Also setzte er sich an einem heiter bis wolkigen Dienstag (Dienstag ist immer Behördentag) an seinen massigen, schweren Eichenholzschreibtisch und begann zu grübeln, wie er seiner Stadt zu wahrer Größe verhelfen könnte. Und da saß er nun und grübelte. So saß er da am Vormittag. So saß er da am Nachmittag. Und als die Sonne über Little Town versank saß er noch immer da und wusste keine Lösung für die Klärung des Kleinheitsproblems. Also beauftragte er in den folgenden Wochen die größten Denker und Lenker dies und jenseits der Stadtgrenzen (große Denker in einer solch kleinen Stadt zu finden, war freilich schwierig), in der verzweifelten Hoffnung, diese könnten vielleicht Gedanken ersinnen, welche halfen, die Kleinheitskrise zu überwinden. Aber, was soll man sagen, nichts geschah.
War es denn wirklich gottgegeben, ewig und drei Tage in den Niederungen der Niedlichkeit dahinzuvegetieren? Gab es nichts außer niedlichen Sträßchen, niedlichen Gärtchen, niedlichen Häuschen und niedlichen, freundlichen, liebevollen Menschlein?
Diese und andere Fragen quälten den neuen großen Mann und raubten ihm den Schlaf. Und dieser Umstand gab dem ganzen Verlauf eine verhängnisvolle Wendung.
Der neue Mann nämlich kam, des Schlafes beraubt und von Müdigkeit arg verwirrt, auf einen großartigen Gedanken. Grandios, dachte er sich und gähnte. Warum sollte er sich, und das war in etwa der Kern des Gedankens, selbst so viel Mühe machen und neue Wege ersinnen? Denn, war es denn nicht in Wahrheit so, dass es schon Leute gab, die Großes erreicht hatten? Ja ja und nochmals ja, sagte sich des Stadtvolks Meister und nickte zufrieden.
Nun muss man wissen, dass der neue Mann kein Kind von Traurigkeit war und verdammt viele Züge eines Maximalisten aufwies. Mit halben Dingen, das war wohl auch sein Motto bei der Wahl, würde er sich nicht zufrieden geben. Volle Pulle und nicht verzagen!

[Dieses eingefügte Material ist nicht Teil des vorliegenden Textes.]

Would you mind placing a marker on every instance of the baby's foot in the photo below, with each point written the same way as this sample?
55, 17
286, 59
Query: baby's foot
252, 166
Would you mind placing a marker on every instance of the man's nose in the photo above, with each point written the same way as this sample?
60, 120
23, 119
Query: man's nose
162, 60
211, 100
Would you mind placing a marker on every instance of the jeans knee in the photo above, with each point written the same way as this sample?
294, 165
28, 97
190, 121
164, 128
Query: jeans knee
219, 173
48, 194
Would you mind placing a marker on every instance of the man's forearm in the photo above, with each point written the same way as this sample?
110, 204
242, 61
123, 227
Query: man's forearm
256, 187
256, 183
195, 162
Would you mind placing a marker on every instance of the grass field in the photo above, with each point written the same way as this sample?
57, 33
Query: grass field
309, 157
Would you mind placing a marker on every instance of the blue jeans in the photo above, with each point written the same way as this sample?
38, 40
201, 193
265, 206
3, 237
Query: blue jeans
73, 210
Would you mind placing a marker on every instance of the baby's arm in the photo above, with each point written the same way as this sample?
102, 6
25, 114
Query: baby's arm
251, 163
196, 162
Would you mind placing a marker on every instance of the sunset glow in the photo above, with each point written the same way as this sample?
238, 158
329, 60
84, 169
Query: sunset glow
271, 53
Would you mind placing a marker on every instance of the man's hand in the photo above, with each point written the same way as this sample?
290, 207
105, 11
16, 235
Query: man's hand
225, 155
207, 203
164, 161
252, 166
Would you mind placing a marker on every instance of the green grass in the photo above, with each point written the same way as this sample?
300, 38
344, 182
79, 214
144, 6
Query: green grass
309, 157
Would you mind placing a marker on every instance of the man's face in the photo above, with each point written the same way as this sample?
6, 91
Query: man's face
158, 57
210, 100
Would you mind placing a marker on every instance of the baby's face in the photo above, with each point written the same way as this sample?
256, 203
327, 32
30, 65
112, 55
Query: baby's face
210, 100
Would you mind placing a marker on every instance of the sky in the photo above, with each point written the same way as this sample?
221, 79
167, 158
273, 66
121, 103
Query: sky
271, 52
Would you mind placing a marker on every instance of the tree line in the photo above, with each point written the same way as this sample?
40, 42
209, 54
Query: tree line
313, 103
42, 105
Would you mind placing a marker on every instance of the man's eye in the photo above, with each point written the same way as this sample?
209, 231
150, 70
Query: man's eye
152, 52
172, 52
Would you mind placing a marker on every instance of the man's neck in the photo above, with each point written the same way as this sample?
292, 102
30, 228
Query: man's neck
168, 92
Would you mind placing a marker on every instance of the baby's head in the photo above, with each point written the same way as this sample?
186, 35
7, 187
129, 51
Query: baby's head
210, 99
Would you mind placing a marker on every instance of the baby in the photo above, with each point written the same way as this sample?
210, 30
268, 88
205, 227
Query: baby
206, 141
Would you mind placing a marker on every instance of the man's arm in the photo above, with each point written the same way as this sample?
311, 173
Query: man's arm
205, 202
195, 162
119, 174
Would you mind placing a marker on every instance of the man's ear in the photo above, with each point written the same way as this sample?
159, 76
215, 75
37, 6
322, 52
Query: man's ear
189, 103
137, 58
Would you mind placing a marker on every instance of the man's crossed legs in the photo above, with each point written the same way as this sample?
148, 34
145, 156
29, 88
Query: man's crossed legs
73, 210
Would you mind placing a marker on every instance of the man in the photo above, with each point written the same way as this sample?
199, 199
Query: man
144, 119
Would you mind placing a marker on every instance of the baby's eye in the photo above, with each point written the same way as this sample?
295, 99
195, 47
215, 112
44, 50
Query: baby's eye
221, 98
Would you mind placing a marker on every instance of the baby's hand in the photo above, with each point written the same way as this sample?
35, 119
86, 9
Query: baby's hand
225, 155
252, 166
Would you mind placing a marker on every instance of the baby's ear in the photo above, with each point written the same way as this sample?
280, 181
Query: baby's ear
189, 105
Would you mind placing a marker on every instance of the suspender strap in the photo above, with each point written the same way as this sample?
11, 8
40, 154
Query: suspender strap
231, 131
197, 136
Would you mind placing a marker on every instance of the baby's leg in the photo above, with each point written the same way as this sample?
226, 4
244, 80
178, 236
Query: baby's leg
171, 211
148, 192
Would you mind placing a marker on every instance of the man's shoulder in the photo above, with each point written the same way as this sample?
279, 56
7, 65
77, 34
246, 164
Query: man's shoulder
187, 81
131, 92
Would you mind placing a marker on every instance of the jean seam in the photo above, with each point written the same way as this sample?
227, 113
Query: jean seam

Von großen Menschen lernen, hieß bekanntlich siegen lernen. Und einen großen Menschen kannte er schon. Der Bürgermeister war sich sicher, und mit dieser Meinung stand er nicht alleine, dass es wahrscheinlich der größte Mann auf Erden war, den er sich zum Vorbilde erkor, um dessen Methodik auf sein noch kleines Städtchen zu übertragen.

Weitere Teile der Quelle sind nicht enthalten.